Je suis…
Chères spectatrices, chers spectateurs,
Je ne suis qu’une modeste lettre hebdomadaire d’un cinéma indépendant, mais je suis aussi, bien sûr, Charlie, policier, juif, et même agent d’entretien puisque l’un d’entre eux fut la première victime de ces sinistres crétins qui m’ont plongé dans l’horreur et le deuil. Je suis également cet employé musulman qui a sauvé des clients de l’hyper-kascher, cette jeune fille voilée qui disait « pas en mon nom », ce groupe de femmes ivoiriennes portant une pancarte « je suis juif », cette famille catholique qui proclamait à l’unisson « être Charlie », ce gaucho-anar qui applaudissait les flics, ces gamins rebelles qui chantaient la Marseillaise.
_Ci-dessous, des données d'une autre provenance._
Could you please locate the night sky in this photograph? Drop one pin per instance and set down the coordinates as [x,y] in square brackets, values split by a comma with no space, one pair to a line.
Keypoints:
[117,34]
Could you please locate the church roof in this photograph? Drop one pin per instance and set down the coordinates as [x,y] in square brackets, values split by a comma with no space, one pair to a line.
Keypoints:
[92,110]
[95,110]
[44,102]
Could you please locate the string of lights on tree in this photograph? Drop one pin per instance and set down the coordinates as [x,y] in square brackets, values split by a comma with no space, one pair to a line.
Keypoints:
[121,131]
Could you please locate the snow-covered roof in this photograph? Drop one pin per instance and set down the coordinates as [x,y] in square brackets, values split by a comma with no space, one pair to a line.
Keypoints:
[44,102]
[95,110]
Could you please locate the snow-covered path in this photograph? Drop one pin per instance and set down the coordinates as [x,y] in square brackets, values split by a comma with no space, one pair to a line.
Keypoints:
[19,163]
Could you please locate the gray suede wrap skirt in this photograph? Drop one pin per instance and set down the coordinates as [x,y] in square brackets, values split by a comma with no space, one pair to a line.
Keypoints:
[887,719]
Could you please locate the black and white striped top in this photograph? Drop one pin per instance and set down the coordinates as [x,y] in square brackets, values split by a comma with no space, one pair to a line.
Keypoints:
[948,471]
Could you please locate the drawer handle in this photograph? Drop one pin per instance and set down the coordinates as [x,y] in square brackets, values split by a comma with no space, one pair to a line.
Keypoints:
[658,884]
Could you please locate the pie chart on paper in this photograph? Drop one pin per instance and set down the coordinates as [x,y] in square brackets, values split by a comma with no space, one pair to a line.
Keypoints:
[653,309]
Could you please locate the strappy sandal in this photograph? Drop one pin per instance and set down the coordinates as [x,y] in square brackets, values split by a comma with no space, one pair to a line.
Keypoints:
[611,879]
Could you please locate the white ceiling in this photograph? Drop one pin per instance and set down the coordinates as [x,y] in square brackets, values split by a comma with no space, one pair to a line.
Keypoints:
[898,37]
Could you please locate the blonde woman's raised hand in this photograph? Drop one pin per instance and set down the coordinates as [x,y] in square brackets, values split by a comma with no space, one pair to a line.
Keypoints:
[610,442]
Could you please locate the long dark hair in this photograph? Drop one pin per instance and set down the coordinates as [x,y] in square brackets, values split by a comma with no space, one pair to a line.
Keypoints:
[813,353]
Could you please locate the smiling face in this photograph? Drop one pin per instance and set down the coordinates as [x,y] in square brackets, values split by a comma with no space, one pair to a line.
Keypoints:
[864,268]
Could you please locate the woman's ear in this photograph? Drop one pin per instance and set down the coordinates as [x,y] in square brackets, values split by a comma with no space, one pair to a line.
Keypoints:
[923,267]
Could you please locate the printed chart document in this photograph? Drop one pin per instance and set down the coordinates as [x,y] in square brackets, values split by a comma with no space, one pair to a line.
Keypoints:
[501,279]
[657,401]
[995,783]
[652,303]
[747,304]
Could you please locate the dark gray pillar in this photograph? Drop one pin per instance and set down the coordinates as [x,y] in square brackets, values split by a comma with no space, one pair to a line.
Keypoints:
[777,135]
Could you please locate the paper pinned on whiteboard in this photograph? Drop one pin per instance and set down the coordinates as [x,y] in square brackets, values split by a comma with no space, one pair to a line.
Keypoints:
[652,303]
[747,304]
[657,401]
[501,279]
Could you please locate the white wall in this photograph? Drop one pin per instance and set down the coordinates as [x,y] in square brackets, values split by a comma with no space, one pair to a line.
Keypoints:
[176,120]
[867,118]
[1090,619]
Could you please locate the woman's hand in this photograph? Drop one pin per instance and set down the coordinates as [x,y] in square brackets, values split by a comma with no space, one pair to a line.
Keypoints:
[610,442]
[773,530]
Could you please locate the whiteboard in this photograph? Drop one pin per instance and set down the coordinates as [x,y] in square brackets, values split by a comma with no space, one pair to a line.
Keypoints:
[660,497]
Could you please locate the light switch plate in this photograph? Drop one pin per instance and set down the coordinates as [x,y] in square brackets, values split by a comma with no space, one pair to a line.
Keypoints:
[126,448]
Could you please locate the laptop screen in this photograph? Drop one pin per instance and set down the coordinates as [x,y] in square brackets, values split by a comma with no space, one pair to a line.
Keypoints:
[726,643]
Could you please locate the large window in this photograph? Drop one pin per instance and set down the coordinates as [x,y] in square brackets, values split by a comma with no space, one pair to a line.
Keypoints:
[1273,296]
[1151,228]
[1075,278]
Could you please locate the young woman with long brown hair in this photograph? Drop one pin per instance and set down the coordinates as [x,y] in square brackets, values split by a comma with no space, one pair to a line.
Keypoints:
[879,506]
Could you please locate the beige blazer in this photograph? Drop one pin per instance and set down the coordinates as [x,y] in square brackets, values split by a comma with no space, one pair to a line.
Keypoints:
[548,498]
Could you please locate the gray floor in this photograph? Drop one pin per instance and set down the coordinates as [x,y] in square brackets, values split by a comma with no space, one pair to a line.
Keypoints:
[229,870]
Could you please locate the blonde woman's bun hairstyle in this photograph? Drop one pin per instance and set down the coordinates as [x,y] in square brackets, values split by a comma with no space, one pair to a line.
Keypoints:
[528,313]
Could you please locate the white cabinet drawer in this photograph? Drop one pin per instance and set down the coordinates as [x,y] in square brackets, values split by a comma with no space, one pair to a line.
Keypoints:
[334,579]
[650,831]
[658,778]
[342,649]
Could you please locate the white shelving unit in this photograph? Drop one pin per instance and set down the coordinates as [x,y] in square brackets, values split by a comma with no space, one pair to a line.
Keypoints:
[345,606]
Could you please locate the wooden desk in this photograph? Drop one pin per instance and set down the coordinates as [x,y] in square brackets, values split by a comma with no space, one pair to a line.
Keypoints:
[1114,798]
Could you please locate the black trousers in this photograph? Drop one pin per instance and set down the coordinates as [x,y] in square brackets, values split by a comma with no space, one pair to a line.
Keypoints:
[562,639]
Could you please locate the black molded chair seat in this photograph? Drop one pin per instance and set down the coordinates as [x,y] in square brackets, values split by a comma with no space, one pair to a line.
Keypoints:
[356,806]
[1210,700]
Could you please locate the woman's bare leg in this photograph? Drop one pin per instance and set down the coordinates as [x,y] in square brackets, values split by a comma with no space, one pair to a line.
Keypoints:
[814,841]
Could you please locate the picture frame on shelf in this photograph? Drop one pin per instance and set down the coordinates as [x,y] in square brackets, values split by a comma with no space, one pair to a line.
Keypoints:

Je suis, et nous sommes tous, cette foule immense, calme, rassurante, déterminée, belle, qui a permis de clore cette immonde semaine par un moment de grâce. Et même par quelques rires. Ils sont le propre de l’homme, et les cons qui l’ignorent doivent être exclus de notre famille humaine, même s’ils doivent venger un prophète, miséricordieux dit-on.
Bon. On va quand même parler un peu de cinéma parce que la vie ne doit surtout pas s’arrêter. L’événement de la semaine sera gai et pétillant. Tant mieux. Le Cinéma-Club a convoqué Chantons sous la Pluie de Gene Kelly et Stanley Donen, pour une séance qu’animera et présentera le pianiste Jacques Cambra et qui sera suivie d’un cocktail. Nous serons aussi avec Herzog bien sûr, toujours au sommet avec ses Ascensions et son cycle, avec Whiplash, encore récompensé, et aussi avec un film tout sauf consensuel : The Smell of us, de Larry Clark.
The Smell of us, donc, sort cette semaine au Grand Action. Le dernier film de Larry Clark, immense photographe venu tardivement à l’image animé, explore le même terrain que ses précédents : la jeunesse, et particulièrement celle qui fait du skate. Pour The Smell of us, Clark quitte les USA pour poser sa caméra à Paris, dans le quartier du Trocadéro, et suivre les errements d’adolescents encore plus déglingués et largués que leurs homologues américains. Par petites touches, en choisissant ses cadres, en mixant les supports, en laissant parfois traîner en longueur des moments dérangeants, il dresse le portrait éclaté d’une jeunesse sans repère, comme pour la prévenir des dangers adultes qu’il incarne parfois à l’écran. Dire que The Smell of us a eu un accueil mitigé est un euphémisme. Rejeté de certains festivals, honni par une partie de la presse, d’aucuns allèrent jusqu’à traiter Clark de vieillard sénile, et adulé par une autre partie, dont Les Cahiers du Cinéma qui lui consacrent 32 pages et leur couverture, le film est précédé d’un parfum de scandale. Nul doute d’ailleurs que quelques moments choqueront certains spectateurs qui, espérons-le, n’iront pas abattre ce pauvre Clark. Rappelons d’ailleurs que Kids, son premier film de 1995 (que nous reprojetterons prochainement avec ses autres œuvres) fut violement attaqué. On peut ne pas aimer The Smell of us, mais on doit reconnaître une façon unique de filmer le beauté des corps, même des plus décatis ; une manière aussi de se livrer, sans retenu, sans filtre, au regard du monde, de montrer la vieillesse, la violence, le sexe avec une terrible crudité plastiquement impeccable. La photographie est une école de la rigueur. Une leçon que Clark a retenue pour signer son film sans doute le plus personnel. La séance de jeudi à 19h45 se fera en présence de l’équipe du film.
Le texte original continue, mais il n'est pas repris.